During the Digital Decade, Europe faces two important challenges: the green transition and the digital transition. 

These might seem like two distinct issues, but really, they are twin challenges: neither can succeed without the other. And, they are both equally important for Europe’s future. 

Bringing digital into our lives is helping us reduce our carbon footprint. We can join videoconferences rather than traveling to meetings, monitor how much energy our homes are consuming, and even boost sustainability in farming.  
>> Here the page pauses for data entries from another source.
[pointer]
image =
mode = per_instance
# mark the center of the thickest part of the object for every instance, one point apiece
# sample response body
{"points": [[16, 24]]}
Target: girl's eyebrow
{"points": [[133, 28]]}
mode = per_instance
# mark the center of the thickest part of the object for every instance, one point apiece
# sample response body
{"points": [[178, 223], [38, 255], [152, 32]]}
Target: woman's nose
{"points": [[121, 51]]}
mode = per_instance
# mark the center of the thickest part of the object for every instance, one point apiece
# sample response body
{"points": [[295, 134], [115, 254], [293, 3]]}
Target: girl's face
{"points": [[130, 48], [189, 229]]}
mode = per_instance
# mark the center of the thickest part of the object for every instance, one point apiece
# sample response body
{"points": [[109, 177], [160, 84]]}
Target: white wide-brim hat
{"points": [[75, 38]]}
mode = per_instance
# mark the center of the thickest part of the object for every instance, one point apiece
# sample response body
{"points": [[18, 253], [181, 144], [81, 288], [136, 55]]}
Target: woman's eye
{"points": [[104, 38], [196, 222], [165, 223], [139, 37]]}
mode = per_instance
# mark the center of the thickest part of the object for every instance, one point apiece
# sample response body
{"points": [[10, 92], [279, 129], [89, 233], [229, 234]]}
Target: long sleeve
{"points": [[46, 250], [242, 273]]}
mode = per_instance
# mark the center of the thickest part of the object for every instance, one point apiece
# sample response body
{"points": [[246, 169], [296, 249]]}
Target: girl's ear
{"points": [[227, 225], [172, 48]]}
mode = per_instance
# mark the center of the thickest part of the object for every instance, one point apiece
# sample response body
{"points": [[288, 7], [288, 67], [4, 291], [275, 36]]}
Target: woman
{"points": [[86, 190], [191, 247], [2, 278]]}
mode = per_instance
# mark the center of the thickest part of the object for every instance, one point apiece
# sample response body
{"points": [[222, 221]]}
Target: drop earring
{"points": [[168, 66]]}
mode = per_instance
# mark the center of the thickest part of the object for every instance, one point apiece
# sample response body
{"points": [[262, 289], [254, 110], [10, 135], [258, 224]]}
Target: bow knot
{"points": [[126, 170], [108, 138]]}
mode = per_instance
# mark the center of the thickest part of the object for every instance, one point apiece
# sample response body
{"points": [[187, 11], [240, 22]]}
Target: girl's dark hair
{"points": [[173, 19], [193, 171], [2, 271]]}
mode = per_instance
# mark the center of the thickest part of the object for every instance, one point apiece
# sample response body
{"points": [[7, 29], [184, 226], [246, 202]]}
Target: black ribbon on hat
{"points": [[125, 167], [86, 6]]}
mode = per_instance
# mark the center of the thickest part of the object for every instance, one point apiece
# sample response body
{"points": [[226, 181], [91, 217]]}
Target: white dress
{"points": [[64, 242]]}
However, we need to ensure that digital technologies do not consume more energy than they save. At present, digital technologies account for between 8-10% of our energy consumption, and 2-4% of our greenhouse gas emissions – small percentages but big numbers. 

We can make a number of changes in our digital lives to reduce our environmental impact in this area. For example, extending the lifetime of all smartphones by just 1 year would save 2.1 Mt CO2 per year by 2030, equivalent to removing 1 million cars from our roads. Switching from 4G to 5G networks can reduce energy consumption by up to 90%.

The EU is researching these opportunities and more. It will update existing laws and introduce new measures to achieve our green and digital goals for the next decade. One such measure is ensuring data centres are climate neutral, energy-efficient and sustainable by 2030 at the latest.  

The EU is also exploring voluntary and binding measures to help the private sector become climate neutral and use more renewable resources, such as the European Green Digital Coalition.

The Green Deal Industrial Plan

The European Commission proposed a Green Deal Industrial Plan to support its goal of achieving climate-neutrality by 2050 while enhancing the competitiveness of Europe’s net-zero industry.

A key pillar of the plan is ensuring the EU has access to technology, products and solutions that are key to transitioning to net-zero. These include photovoltaic cells, wind turbines, batteries, hydrogen electrolysers, carbon capture, storage equipment and more. Such products and solutions also represent a major source of economic growth and quality jobs in Europe.

To achieve this, it outlines a process to speed line investment and financing for clean tech production in Europe, which would put the EU at the forefront of the clean tech revolution. As well as looking into new ideas such as temporary flexibility in state aid rules, the plan proposes to look at how existing funds and common financing at EU level can be used to finance clean tech innovation, manufacturing and deployment.